Lo cuenta la pintora Magali Lara en una entrevista: soñó con su madre muerta y en el sueño pensaba lo mucho que se habían querido y sin embargo: el desencuentro. Ese continuo choque de trenes. “Nos quisimos mucho pero en esta vida, ya no pudo ser”. Y un día se acaba una de las dos vidas. La de la madre. Y tantas hijas se quedan con los enigmas a cuestas. Una escucha a Magali y se pregunta si alguna vez se silencia esa voz interior que devora por dentro: ¿qué falló? ¿en qué momento? ¿cómo podría haber sucedido algo distinto? Pero también se pregunta si podría decir: “nos quisimos mucho”. “Mi madre y yo nos quisimos mucho”. Quizá no. Es muy probable que no. Qué de tan casi imposible es para una hija decir un “no” rotundo. La madre estaba en otro lado. La madre siempre ha estado en otro lado. La hija dice: “la he querido mucho”. Nada más.
No le dio tiempo de querer a su hija. No pudo. La madre ha vivido salvándose. Sus monstruos interiores. Ha vivido perseguida por dentro. Nada fue nunca suficiente. Esa madre y la ferocidad de su yo ideal que termina existiendo en su imaginario a costa de otras/os. Salvarse a costa de otras/os. ¿Cómo podría ser distinto? Quien está obligada a ser perfecta se convierte en un monolito. Hay algo allí de petrificado, de inamovible. Hay tanto de implacable. ¿Quién correspondería a sus delirios de grandeza? Nadie. Ni ella misma, por supuesto. Entonces, solo le quedó inventar. Inventarse. Sostener la magnificencia de todo lo que es “suyo”.
Las/los hijas/os son un problema. Existen con intervención paterna. Ya vienen “fallados” las/los hijas/os. No “fallados” como todos los seres humanos, porque esa noción no existe en ella arropada en la perfección de los hombres de su familia de origen. Ella se alinea junto a esos hombres “grandiosos”. Los infla como a globos aerostáticos. El defecto de fábrica de sus criaturas viene del padre. De la familia paterna. Esas cosas se dicen. Palabras que atraviesan como cuchillos la infancia. Pero es el padre “indigno” quien trae la vida a la casa. Aunque viva ausente. Es una ausencia distinta a la de la madre. La de él tiene que ver con la vida. La ausencia omnipresente de la madre es mortífera. Tan ignorante de lo que sucede en la vida de sus hijes y tan meticulosamente controladora.

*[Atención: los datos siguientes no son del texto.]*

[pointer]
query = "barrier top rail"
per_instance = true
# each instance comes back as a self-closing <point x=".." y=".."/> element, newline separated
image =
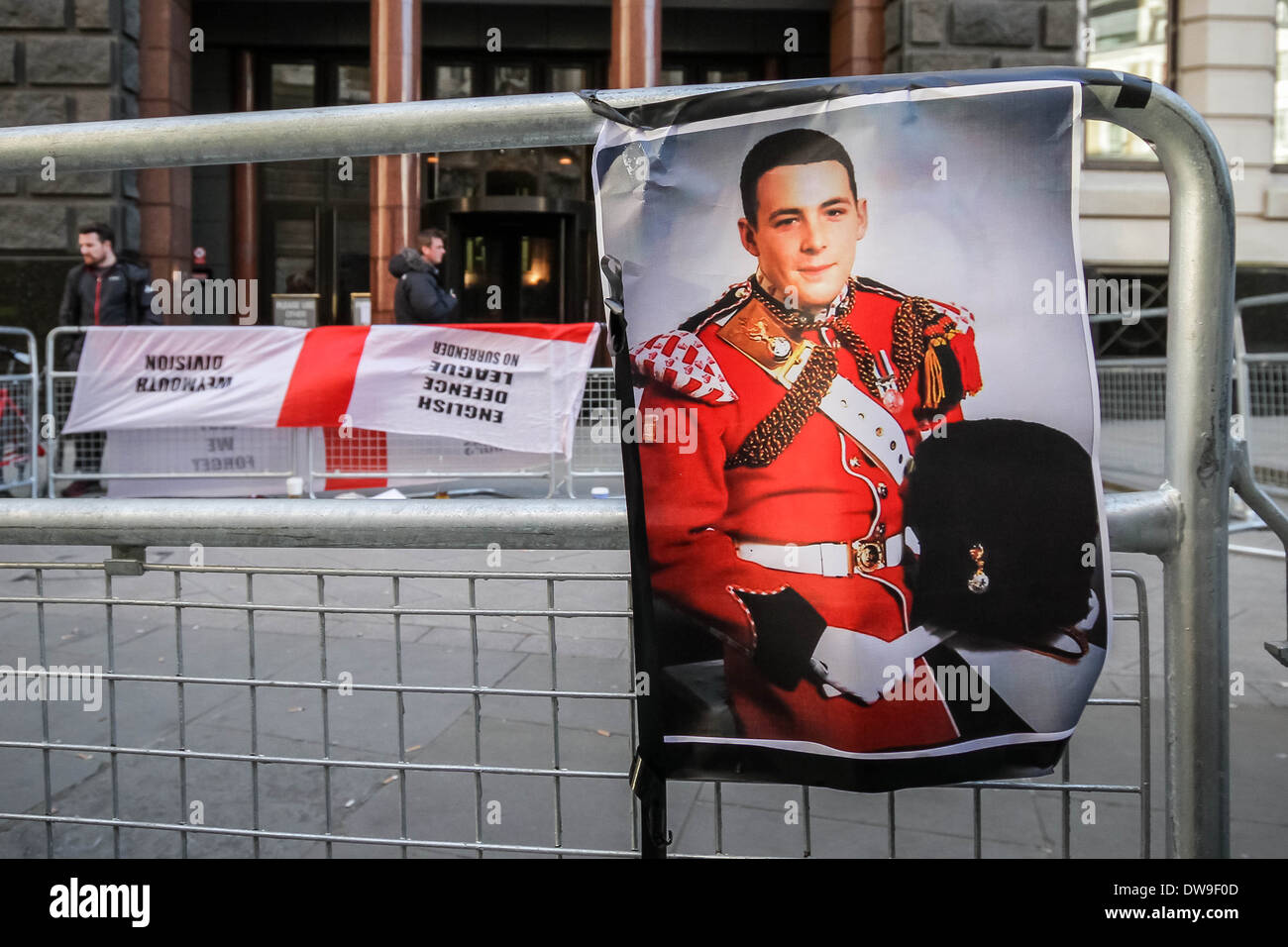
<point x="1184" y="521"/>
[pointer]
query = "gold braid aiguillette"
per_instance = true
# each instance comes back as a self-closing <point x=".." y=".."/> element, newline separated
<point x="780" y="427"/>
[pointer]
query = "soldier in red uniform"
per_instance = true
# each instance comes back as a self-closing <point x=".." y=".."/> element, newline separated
<point x="782" y="532"/>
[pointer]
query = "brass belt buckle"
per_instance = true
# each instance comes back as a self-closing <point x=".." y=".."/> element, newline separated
<point x="868" y="556"/>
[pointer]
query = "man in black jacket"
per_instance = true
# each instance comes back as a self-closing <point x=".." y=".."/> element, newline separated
<point x="102" y="291"/>
<point x="421" y="295"/>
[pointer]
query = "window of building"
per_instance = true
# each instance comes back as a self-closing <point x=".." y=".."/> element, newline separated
<point x="1128" y="37"/>
<point x="567" y="78"/>
<point x="1282" y="82"/>
<point x="454" y="81"/>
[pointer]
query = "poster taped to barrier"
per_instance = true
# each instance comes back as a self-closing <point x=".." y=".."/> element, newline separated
<point x="868" y="539"/>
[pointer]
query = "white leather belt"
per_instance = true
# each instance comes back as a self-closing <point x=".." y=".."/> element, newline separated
<point x="868" y="423"/>
<point x="829" y="560"/>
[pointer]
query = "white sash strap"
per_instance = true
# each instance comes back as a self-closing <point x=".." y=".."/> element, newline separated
<point x="828" y="560"/>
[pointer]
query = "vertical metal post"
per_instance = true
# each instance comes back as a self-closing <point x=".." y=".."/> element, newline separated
<point x="1197" y="450"/>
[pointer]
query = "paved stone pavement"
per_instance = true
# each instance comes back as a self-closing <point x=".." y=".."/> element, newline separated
<point x="593" y="735"/>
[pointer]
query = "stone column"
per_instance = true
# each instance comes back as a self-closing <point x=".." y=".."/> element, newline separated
<point x="635" y="59"/>
<point x="245" y="180"/>
<point x="165" y="89"/>
<point x="934" y="35"/>
<point x="858" y="38"/>
<point x="59" y="63"/>
<point x="394" y="178"/>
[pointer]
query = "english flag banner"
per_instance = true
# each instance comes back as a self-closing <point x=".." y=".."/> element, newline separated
<point x="509" y="385"/>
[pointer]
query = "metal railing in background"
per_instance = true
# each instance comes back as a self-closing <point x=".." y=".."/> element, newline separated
<point x="596" y="450"/>
<point x="424" y="463"/>
<point x="1184" y="522"/>
<point x="21" y="451"/>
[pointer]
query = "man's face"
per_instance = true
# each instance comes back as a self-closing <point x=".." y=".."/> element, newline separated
<point x="434" y="253"/>
<point x="91" y="249"/>
<point x="805" y="232"/>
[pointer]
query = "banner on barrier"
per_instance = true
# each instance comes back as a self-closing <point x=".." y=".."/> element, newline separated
<point x="877" y="558"/>
<point x="507" y="385"/>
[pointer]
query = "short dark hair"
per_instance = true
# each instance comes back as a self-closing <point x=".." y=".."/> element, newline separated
<point x="790" y="147"/>
<point x="104" y="232"/>
<point x="426" y="237"/>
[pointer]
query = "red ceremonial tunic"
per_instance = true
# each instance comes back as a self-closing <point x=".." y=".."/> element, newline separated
<point x="820" y="488"/>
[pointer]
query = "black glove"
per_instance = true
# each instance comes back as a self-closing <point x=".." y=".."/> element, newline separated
<point x="787" y="631"/>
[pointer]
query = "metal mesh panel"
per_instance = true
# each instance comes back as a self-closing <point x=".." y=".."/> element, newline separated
<point x="1132" y="402"/>
<point x="1267" y="424"/>
<point x="596" y="455"/>
<point x="21" y="453"/>
<point x="360" y="458"/>
<point x="286" y="710"/>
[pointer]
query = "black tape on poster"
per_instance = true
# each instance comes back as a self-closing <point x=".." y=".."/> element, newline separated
<point x="842" y="579"/>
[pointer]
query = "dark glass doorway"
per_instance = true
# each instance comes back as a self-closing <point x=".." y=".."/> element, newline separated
<point x="314" y="218"/>
<point x="515" y="258"/>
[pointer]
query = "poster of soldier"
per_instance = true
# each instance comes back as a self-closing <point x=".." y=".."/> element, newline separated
<point x="863" y="405"/>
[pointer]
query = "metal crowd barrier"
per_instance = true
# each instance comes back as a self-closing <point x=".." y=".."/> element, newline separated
<point x="596" y="450"/>
<point x="1132" y="405"/>
<point x="1183" y="522"/>
<point x="21" y="453"/>
<point x="226" y="696"/>
<point x="420" y="462"/>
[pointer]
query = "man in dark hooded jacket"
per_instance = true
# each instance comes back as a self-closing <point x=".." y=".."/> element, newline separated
<point x="421" y="295"/>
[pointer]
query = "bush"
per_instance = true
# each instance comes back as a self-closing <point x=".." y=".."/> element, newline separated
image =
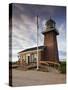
<point x="62" y="67"/>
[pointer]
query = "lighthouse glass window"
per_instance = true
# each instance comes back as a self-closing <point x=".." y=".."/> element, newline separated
<point x="37" y="35"/>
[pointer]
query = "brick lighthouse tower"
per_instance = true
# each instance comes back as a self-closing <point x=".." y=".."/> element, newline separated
<point x="50" y="41"/>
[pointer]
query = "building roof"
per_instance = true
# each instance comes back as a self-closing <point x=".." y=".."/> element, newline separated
<point x="33" y="48"/>
<point x="50" y="21"/>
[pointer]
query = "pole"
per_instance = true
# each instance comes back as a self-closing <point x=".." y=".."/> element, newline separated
<point x="37" y="45"/>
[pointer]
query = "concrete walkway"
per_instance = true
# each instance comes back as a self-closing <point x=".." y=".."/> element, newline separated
<point x="33" y="77"/>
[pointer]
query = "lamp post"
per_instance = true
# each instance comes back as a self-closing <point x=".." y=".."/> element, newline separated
<point x="37" y="45"/>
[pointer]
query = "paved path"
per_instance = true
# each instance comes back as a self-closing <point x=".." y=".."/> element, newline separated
<point x="29" y="78"/>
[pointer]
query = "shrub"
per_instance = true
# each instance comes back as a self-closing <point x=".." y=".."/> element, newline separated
<point x="62" y="67"/>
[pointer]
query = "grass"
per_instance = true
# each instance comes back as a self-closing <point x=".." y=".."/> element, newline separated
<point x="62" y="67"/>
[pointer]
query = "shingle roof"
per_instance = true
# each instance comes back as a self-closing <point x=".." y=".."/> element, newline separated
<point x="33" y="48"/>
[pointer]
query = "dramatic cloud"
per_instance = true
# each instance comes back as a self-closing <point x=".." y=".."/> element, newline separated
<point x="24" y="27"/>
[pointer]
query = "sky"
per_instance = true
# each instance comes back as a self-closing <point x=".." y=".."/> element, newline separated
<point x="24" y="27"/>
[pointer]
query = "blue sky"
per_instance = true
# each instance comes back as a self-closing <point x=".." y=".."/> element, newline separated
<point x="24" y="27"/>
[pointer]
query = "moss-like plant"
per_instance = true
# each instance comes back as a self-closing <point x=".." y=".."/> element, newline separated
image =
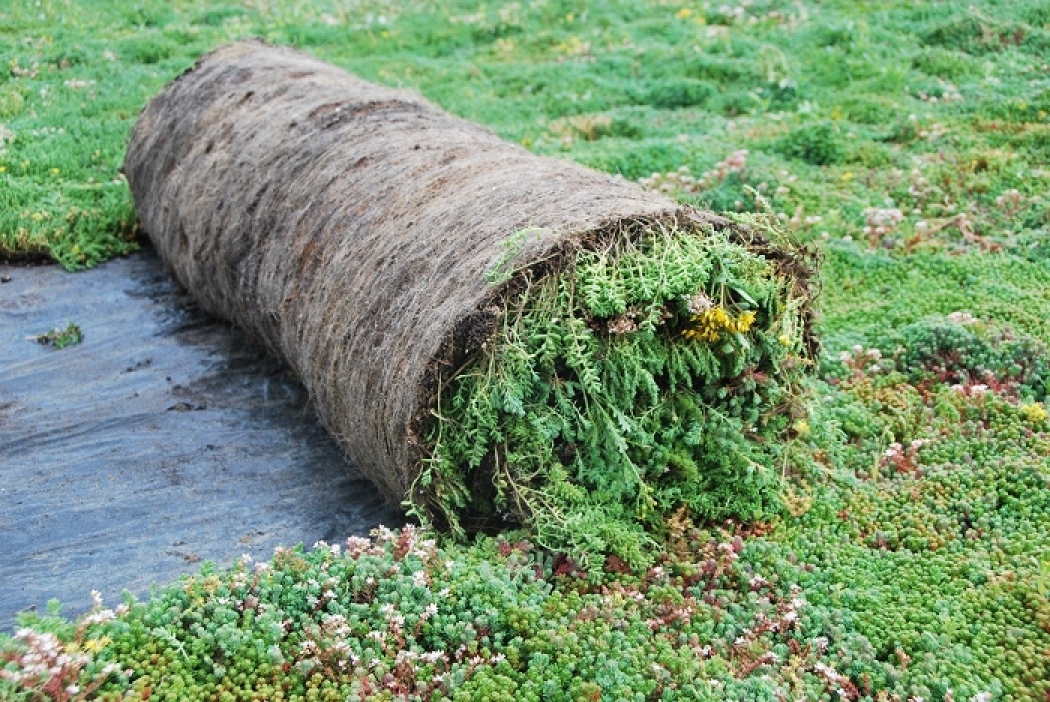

La exigencia de ser “perfecta” es una empresa compleja y de tiempo completo que solo puede darse disminuyendo al entorno. No es sino lógico. La hija es colocada en el lugar de un espejo. ¿En qué momento la proyección entra en marcha? ¿En qué momento la hija se convierte en la depositaria de todo cuanto la madre teme, odia, desprecia de sí misma? Cada ser “perfecto” necesita de su cesto de basura. Sin excepción. La “perfección” se sostiene aniquilando. No es la intención declarada, por supuesto. Ningún “perfecto” que no sea un sociópata se dice: “ahora aniquilo”. Lo ejecuta, nada más. Y se otorga esa libertad porque su consciencia de la existencia de los demás es muy vaga. Distraída, por decirlo de alguna manera.
La distancia entre el yo ideal y la realidad. Ese abismo es el punto. El centro generador de la inmensa crueldad. Destruir no ha sido la “Intención” de la madre. No. Ella solo estaba salvándose. “En esta vida, ya no fue posible”. Ya no.